The other contender, Dulux Heritage Green, comes in at ΔE 4 with an LRV of 5.8. That's a noticeable step away — you'd see the difference if you held the two side by side, and it reads a touch lighter and greener. It's a perfectly nice colour in its own right, just not the match you're after if you're trying to replicate Stable Green.
Now, the honest caveat: a colour match is never just about the hex value. Paint & Paper Library's Architect Matt has a particular flat, chalky depth to it that Dulux's finish won't perfectly mimic, especially at this end of the LRV scale where sheen and pigment density really show. A close ΔE gets you the right colour; it doesn't get you the exact same texture of light off the wall. If the room matters, that difference can be worth paying P&PL prices for.
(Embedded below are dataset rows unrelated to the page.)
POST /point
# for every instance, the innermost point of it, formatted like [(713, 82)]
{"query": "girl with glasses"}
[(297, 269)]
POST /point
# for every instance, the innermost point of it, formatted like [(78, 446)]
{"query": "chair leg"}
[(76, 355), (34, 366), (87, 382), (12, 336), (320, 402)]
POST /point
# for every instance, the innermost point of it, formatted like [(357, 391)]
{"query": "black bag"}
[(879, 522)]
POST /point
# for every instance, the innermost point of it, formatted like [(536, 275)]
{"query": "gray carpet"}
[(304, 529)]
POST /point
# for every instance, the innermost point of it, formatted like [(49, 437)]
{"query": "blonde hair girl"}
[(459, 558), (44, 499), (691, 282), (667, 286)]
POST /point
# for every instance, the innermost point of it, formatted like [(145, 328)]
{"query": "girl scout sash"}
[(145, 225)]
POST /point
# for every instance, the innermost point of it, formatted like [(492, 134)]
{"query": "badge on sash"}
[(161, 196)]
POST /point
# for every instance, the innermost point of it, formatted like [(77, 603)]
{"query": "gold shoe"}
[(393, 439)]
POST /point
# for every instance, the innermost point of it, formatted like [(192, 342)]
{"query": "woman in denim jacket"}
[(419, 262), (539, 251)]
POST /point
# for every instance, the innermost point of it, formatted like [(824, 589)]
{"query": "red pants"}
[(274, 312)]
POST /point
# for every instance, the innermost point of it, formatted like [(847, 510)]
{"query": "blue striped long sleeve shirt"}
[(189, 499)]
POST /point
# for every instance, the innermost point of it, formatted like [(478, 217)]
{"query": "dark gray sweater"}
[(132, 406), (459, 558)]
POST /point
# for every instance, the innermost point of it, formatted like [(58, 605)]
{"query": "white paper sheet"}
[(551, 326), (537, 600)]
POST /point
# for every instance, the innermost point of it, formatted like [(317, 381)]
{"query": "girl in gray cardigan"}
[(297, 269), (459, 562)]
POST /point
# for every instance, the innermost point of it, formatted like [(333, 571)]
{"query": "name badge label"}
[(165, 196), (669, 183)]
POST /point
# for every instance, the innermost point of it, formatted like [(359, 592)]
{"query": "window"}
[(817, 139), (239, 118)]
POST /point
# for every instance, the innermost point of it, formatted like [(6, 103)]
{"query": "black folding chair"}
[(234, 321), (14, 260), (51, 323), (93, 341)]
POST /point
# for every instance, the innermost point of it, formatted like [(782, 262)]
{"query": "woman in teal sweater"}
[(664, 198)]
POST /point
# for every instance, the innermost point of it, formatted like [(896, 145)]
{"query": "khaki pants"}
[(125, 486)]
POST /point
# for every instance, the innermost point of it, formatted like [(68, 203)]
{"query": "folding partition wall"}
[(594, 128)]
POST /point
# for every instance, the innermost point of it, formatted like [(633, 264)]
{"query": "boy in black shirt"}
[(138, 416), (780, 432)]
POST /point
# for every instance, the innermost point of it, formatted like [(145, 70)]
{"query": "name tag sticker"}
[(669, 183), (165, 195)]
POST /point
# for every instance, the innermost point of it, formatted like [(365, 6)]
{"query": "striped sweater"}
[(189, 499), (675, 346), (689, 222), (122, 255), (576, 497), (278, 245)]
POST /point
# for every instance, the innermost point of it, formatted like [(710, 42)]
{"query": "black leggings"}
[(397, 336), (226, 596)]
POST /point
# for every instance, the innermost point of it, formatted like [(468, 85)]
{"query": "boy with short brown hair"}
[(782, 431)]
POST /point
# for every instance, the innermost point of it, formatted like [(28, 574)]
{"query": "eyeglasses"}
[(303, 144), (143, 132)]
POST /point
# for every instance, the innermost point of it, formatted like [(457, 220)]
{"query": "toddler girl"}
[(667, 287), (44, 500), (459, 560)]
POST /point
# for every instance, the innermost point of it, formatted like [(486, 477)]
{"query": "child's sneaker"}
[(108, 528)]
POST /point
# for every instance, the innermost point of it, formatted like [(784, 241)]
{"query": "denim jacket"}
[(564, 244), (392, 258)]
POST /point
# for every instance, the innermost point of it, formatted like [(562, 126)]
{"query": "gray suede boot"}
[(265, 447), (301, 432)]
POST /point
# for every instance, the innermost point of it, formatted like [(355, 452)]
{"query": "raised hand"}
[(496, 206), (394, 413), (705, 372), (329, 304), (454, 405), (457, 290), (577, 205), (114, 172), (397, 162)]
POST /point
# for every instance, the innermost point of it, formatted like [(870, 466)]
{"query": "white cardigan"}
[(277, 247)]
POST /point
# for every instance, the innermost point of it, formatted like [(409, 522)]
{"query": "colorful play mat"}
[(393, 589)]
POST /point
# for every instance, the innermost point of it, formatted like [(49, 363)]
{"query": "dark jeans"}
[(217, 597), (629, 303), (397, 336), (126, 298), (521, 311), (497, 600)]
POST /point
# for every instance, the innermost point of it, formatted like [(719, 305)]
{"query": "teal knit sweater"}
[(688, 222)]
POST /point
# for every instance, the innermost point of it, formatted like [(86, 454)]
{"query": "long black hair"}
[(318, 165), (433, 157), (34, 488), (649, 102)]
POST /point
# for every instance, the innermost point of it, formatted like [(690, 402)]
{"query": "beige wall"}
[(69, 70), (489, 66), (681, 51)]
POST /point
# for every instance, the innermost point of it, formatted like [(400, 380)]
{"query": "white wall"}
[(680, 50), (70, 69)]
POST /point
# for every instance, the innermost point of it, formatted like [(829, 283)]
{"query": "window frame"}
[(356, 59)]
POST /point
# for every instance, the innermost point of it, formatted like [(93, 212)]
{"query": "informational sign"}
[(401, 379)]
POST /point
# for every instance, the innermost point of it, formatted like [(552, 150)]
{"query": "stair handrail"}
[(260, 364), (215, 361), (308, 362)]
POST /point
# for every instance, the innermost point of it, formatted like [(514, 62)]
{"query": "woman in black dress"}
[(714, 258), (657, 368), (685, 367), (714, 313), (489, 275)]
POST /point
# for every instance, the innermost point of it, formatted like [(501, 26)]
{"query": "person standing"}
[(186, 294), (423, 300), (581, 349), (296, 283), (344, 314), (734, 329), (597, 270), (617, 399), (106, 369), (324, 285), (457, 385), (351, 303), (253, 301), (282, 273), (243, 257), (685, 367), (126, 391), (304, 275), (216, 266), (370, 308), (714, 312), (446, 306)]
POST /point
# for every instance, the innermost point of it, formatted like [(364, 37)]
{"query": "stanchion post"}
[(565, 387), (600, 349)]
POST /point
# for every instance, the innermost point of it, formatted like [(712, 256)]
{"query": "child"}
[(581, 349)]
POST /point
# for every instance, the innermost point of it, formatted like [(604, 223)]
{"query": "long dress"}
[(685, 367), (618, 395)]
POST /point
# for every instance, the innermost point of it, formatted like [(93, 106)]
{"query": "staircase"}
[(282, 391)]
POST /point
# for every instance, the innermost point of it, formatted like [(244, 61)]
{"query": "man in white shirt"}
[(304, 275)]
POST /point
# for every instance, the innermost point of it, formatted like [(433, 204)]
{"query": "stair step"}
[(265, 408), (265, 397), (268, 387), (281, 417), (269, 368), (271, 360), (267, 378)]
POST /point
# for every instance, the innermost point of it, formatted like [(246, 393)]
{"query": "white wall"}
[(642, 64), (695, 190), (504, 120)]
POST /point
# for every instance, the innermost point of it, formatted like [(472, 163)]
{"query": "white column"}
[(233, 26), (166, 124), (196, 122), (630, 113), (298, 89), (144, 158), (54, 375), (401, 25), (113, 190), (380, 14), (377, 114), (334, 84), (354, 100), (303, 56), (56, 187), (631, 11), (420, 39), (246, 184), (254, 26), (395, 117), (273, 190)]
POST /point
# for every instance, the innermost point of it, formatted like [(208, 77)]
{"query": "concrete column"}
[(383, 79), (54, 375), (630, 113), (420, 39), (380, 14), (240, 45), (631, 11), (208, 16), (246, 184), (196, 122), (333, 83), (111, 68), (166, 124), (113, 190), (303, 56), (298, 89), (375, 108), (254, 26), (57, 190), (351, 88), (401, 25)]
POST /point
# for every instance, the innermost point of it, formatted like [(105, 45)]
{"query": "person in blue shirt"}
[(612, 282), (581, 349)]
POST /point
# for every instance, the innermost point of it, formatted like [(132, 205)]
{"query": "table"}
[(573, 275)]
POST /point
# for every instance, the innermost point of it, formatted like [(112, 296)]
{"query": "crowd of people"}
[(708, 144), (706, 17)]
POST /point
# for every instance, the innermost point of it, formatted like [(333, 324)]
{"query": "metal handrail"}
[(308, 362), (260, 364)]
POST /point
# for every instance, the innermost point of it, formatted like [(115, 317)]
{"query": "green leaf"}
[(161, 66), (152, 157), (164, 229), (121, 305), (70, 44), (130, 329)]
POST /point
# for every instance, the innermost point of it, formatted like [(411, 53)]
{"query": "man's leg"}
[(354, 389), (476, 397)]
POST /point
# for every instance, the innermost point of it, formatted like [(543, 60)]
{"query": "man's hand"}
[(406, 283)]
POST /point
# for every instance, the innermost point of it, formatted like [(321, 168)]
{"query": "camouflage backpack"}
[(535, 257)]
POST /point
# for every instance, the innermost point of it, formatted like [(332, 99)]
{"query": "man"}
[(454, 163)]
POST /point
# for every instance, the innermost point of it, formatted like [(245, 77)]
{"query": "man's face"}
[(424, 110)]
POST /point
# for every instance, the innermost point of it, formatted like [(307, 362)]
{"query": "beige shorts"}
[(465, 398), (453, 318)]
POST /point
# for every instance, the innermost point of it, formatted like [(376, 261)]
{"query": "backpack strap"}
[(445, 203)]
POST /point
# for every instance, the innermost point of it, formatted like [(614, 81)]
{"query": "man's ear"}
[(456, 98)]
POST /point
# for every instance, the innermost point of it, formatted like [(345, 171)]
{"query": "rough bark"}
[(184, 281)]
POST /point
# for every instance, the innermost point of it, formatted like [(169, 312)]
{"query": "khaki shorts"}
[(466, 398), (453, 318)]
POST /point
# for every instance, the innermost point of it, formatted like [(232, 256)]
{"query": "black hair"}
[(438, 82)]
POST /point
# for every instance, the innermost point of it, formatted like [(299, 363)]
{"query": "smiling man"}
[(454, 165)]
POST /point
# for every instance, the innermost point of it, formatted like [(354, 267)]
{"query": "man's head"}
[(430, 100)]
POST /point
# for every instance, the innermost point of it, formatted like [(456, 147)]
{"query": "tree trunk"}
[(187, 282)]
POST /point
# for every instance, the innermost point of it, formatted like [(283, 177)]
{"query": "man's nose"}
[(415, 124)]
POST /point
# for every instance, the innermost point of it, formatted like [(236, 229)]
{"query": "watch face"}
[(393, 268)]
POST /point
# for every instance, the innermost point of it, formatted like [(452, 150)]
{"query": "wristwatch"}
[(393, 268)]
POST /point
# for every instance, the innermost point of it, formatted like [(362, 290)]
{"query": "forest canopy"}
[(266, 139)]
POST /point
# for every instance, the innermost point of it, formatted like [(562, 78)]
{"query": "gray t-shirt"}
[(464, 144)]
My advice: order a sample pot of Palm Night and paint it up against the original — two coats, on a bit of lining paper you can move around the room at different times of day. Deep greens shift hard between daylight and lamplight, and you want to see how it behaves in your space, not in the shop. If you're matching to existing Stable Green walls, even a 1.3 match can show a faint join, so try to break at a corner rather than mid-wall.
For the budget difference, Palm Night is the right call mate — just don't skip the sample.